Lest you’re not aware, the Malaysian Ringgit has been experiencing a strong performance recently, with the exchange rate moving from 1 SGD to 3.4 MYR in July to the current rate of 1 SGD to 3.21 MYR.
This shift has led to an interesting trend among Singaporeans who own properties in Malaysia and collect rent in Ringgit.
Singaporean Property Owners in Malaysia Take Advantage of Stronger Ringgit
According to local money changers, there has been a noticeable increase in the number of Singaporeans converting their Ringgit to Singapore Dollars.
A partner at Crante Money Changer in Chinatown told Shin Min Daily News that she reported a 20% increase in Singaporeans exchanging Ringgit for SGD, the opposite of what we’ve been doing in the last few months.
“These are mainly Singaporeans who have properties in Johor and collect rental income in Ringgit,” she explained. “They have Malaysian bank accounts where they deposit the Ringgit, and now they are taking advantage of the strong currency to convert it to SGD.”
On the other hand, she noted that Malaysian workers in Singapore are converting less Ringgit compared to usual, with an average decrease of 5% to 10%.

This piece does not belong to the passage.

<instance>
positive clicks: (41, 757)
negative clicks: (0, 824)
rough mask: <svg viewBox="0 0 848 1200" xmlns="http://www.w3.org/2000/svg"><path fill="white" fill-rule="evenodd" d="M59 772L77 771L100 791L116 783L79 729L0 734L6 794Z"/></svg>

The owner of another money exchanger also confirmed the trend, stating that he has seen a 20% increase in Singaporean property owners coming to him to convert their Ringgit. However, he believes that the real surge will occur when the Ringgit drops even further.
What Happened to Ringgits?
The Malaysian ringgit has recently strengthened against the Singapore dollar due to a combination of domestic and international factors.
One of the primary reasons is the positive growth of the Malaysian economy under Prime Minister Anwar Ibrahim’s leadership. The implementation of new policies, including subsidy cuts and economic reforms, has boosted investor confidence and supported the ringgit’s growth.
Additionally, Malaysia’s political stability has facilitated more effective policymaking and implementation, further enhancing confidence in the currency.
Another significant factor contributing to the ringgit’s strength is the recent interest rate cut by the US Federal Reserve.
This has led to an influx of “hot money” returning to Malaysia from the United States, causing the ringgit to appreciate. The currency’s rise has been substantial, with the ringgit gaining about 8% against the Singapore dollar in just six months, moving from around 3.50 to 3.201.
You can watch this video to know “link” between ringgit and USD:
This trend is expected to continue, with some analysts predicting that the ringgit could potentially reach 2.90 against the Singapore dollar by the end of the year.